Serious Money: European equities are simply becoming an extension of Wall Street, writes Chris John.
With more fanfare than it deserved, the UK equity market recently touched a two-year high. Bullish headlines also accompanied rallies in many European markets as well as the US.
Mainstream equities have been on a bit of a roll since they touched their lows for 2004 in the first half of August. Indeed, the charts for the past six months or so send a strong picture of stock markets easily able to shrug off earlier gloom and despondency about high oil prices.
While the recent rally started with a retreat of oil prices from their highs, it has developed a momentum of its own. Bullish sentiment has not been dented by deteriorating news from Iraq, higher interest rates ahead, one or two high-profile profit warnings on both sides of the Atlantic and a partial reversal of those earlier oil price declines.
In one sense, the market has been helped by lower bond yields: traditionally, when long-term interest rates fall they are seen as lending valuation support to stocks. But lower bond yields are a two-edged sword: if they signify reduced expectations about economic growth that can hardly be good news for stocks. Indeed, there are plenty of doom merchants arguing that bonds have got it right and equities are off on one of their periodic flights of fancy.
On this line of reasoning, when markets wake up to the reality of much lower growth ahead, bonds will continue to rally and stocks will take fright. But this is also too extreme a reaction: the right way to think about recent market movements is that we have been stuck in a trading range for some time and the top of that range is now being tested. While I stick with my previously expressed views that equities will register small positive gains this year, I would caution against reading too much into recent market strength.

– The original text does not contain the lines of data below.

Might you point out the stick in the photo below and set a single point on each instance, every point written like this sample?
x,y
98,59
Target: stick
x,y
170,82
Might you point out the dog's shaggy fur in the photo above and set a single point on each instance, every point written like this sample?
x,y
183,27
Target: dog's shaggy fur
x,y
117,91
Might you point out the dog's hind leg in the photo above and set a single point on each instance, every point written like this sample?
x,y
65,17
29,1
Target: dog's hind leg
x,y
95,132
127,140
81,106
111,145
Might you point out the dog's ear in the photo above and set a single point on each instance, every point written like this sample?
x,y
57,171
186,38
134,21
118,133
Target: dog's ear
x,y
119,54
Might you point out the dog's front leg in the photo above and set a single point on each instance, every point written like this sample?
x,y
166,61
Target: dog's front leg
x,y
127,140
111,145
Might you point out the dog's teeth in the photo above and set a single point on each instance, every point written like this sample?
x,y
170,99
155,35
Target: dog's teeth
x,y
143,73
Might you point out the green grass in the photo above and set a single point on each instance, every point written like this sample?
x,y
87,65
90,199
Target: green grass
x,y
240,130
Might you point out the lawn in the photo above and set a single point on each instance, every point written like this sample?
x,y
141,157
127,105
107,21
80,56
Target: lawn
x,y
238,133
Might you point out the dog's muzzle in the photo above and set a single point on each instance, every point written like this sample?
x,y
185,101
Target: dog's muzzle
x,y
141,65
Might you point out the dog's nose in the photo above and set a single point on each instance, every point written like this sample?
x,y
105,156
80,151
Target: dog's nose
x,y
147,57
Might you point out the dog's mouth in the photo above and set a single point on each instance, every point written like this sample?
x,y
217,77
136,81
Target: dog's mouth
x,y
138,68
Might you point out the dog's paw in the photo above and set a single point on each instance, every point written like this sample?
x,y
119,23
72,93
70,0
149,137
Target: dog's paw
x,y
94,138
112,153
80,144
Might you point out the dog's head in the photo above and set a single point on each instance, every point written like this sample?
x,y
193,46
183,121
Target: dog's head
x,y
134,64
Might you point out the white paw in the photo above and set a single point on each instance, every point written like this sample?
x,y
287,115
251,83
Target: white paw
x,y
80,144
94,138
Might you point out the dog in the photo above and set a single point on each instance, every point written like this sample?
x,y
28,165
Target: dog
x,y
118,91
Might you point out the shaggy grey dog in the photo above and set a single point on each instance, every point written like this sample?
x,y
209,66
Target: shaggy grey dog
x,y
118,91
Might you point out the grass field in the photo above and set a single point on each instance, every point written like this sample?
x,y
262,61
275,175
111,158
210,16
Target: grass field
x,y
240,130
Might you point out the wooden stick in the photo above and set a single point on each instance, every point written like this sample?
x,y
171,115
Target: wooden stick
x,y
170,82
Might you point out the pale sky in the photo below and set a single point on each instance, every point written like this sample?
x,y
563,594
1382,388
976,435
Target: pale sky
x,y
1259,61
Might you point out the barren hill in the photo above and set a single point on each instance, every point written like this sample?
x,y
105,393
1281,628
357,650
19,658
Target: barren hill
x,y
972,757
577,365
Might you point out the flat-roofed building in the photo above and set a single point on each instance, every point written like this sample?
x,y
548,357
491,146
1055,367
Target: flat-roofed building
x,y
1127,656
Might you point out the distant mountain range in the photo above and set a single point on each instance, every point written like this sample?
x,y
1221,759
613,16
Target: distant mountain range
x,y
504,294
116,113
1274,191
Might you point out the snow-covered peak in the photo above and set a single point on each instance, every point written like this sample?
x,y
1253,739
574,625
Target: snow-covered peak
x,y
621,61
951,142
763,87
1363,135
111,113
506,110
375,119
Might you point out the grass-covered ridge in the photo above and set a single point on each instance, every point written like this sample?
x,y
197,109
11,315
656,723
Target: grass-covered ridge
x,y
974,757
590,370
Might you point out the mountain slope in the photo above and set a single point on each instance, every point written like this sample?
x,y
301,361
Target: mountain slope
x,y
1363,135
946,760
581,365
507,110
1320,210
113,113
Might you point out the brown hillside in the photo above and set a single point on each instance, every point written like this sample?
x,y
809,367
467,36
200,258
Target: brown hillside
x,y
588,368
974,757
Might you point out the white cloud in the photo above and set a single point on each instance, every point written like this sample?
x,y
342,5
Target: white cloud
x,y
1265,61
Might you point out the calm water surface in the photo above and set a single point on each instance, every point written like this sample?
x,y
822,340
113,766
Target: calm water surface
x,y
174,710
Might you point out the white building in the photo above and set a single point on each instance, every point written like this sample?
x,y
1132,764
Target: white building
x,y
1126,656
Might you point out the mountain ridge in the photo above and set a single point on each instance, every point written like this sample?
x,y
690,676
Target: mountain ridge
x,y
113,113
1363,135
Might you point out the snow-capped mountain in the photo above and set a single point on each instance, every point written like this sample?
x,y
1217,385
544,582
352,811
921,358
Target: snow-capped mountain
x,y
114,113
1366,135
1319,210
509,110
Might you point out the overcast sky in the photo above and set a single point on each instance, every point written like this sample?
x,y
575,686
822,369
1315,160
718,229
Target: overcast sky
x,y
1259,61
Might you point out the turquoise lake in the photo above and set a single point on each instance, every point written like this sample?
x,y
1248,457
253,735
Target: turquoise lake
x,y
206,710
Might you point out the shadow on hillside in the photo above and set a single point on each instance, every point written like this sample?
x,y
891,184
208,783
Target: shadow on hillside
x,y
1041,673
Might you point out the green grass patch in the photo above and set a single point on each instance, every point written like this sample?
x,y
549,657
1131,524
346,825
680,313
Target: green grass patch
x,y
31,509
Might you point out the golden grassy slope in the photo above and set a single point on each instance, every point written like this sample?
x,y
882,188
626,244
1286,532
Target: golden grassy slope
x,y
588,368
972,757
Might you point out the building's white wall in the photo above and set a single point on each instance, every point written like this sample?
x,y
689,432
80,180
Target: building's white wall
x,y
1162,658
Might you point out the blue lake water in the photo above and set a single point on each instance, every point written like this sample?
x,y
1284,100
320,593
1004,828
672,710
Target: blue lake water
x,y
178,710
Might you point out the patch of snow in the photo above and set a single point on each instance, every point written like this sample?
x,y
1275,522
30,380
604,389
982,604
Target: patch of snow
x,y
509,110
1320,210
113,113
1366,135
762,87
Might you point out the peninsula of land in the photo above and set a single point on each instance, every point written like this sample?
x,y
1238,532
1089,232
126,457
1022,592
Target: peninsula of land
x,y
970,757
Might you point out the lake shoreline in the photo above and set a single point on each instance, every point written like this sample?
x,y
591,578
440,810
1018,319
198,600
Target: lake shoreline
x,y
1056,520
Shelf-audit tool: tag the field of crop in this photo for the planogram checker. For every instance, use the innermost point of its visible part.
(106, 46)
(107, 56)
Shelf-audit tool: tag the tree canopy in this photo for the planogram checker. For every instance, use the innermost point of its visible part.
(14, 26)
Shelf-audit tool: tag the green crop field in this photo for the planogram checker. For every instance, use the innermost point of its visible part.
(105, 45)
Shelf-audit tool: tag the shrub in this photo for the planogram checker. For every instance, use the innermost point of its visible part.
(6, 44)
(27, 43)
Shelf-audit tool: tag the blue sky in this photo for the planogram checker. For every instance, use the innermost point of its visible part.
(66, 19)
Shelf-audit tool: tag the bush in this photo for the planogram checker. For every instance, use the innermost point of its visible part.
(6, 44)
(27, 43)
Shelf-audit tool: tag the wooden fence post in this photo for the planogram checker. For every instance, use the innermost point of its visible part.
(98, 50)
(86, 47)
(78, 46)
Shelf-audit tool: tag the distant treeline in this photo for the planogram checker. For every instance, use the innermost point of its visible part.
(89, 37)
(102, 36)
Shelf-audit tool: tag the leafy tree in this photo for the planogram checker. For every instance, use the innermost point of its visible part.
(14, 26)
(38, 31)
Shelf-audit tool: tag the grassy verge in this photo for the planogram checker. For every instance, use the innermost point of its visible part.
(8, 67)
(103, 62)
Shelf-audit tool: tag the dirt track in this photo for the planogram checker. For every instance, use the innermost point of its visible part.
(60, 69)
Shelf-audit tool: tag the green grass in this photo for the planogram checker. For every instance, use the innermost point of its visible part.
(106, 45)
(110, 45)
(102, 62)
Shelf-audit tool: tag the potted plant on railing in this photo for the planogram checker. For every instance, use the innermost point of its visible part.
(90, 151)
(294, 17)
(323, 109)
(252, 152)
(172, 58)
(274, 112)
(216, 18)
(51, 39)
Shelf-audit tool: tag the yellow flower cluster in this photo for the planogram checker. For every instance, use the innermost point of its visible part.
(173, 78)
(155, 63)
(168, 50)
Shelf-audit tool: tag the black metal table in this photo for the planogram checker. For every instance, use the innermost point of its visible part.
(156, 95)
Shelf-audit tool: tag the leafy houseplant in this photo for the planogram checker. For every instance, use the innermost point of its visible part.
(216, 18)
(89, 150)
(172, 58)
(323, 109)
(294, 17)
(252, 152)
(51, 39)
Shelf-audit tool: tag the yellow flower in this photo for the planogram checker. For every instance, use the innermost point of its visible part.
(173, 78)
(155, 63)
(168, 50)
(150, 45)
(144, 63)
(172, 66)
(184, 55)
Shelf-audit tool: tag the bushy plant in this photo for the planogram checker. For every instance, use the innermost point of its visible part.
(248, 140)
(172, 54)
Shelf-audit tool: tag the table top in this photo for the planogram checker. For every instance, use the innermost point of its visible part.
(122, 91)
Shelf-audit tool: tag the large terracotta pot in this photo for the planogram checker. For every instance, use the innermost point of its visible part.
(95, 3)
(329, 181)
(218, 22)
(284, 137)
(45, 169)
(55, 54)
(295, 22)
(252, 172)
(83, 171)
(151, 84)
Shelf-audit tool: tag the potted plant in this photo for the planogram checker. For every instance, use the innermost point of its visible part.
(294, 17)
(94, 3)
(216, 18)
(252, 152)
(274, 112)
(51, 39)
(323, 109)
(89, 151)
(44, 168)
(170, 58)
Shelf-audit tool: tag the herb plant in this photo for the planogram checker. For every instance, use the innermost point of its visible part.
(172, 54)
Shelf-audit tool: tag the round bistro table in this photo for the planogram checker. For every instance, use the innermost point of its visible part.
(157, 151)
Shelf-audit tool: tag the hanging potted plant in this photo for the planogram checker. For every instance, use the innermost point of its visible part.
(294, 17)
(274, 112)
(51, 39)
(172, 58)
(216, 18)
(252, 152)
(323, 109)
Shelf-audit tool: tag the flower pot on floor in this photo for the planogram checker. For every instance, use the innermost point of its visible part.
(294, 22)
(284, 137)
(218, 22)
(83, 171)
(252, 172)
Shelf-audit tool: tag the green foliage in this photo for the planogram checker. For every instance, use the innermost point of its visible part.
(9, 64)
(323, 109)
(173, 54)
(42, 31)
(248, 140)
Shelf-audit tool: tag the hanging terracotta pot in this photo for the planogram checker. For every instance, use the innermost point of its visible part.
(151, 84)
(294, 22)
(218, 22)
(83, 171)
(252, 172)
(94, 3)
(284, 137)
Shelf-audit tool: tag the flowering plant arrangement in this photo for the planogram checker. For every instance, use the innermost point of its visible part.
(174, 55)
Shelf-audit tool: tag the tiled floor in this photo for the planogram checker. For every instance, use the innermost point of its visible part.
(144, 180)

One of the reasons why the recent rally should not be taken too seriously is that, in a longer-term context, it hardly registers on the charts. Most markets are still a lot lower than they were five years ago and many are struggling to break above levels that were first seen in 1997 or 1998. It will be many years - perhaps a decade or more - before we see markets regain the heights they achieved during the first half of 2000.
Of much more interest is the emerging pattern of global returns. Ignoring, for a moment, the malign influence of currencies, it is always instructive to ask whether Europe or the US has offered the best home for our money.
Over the longer term - the past 10 years - the US wins hands down. Over the past couple of years it is a closer run thing: the past 12 months have actually seen German equities - long described as the basket case of European markets - outperform their US counterparts. Over the short and longer term, UK equities are underperforming their US and German competitors.
Why is Germany doing so well when all we see are headlines about non-existent economic growth, lousy demographics and political problems? There appear to be three parts to the answer.
First, German equities almost certainly over-reacted to all the gloom: even if all those German horror stories are right, the value of quoted German stocks, or at least some of them, more than fully reflected all the bad news.
Second, some of those political woes for the government have been caused by the introduction of real structural economic reform. It may look glacial to outsiders, but the pace of reform, from a German perspective, has accelerated.
Third, one or two companies have decided that it is "restructure or die", whatever the government is doing.
Recognising all of this, some investors have bought German stocks.
Other European equities have also done well. France, for example, has had a much better economy than has Germany and stocks have performed accordingly. Interestingly, French and German stocks have been joined at the hip for the past two years, despite very different macroeconomic news.
The upshot of all of this is that it appears that the European equity market is simply becoming an extension of Wall Street. European companies have learned to adapt to lower domestic economic growth. Many European firms are as profitable as their US competitors. Investors who focus on Europe's economic woes ignore this important fact at their peril.
If European equities are to be seen in this light, then the only differentiator between them and the US will be the exchange rate. The only chance for European stocks to outperform will come from any rise in the euro (or, less likely perhaps, a sudden surge in domestic growth).
The reasons why few commentators can get excited about Europe's growth prospects are well-rehearsed; while the US offers a better environment, its equity market seems to have priced in most of the good news. Investors in both regions should expect positive but relatively unexciting returns.
As always, perhaps, the excitement will come from Asia and other emerging markets. That is where both the growth and the risks will be. If it is trendy to be obsessed with China, it is still right to bet that the growth story will continue. But the focus on China does mean that other countries and regions can get neglected.
In this regard it is worth mentioning the recent performance of many Latin-American markets. Investors in this region always get a roller-coaster ride but have been enjoying some healthy returns over the past couple of years. Quietly, Latin America seems to be doing well - never a region for the faint-hearted, it might nevertheless offer returns as good as some of the more familiar Asian markets do.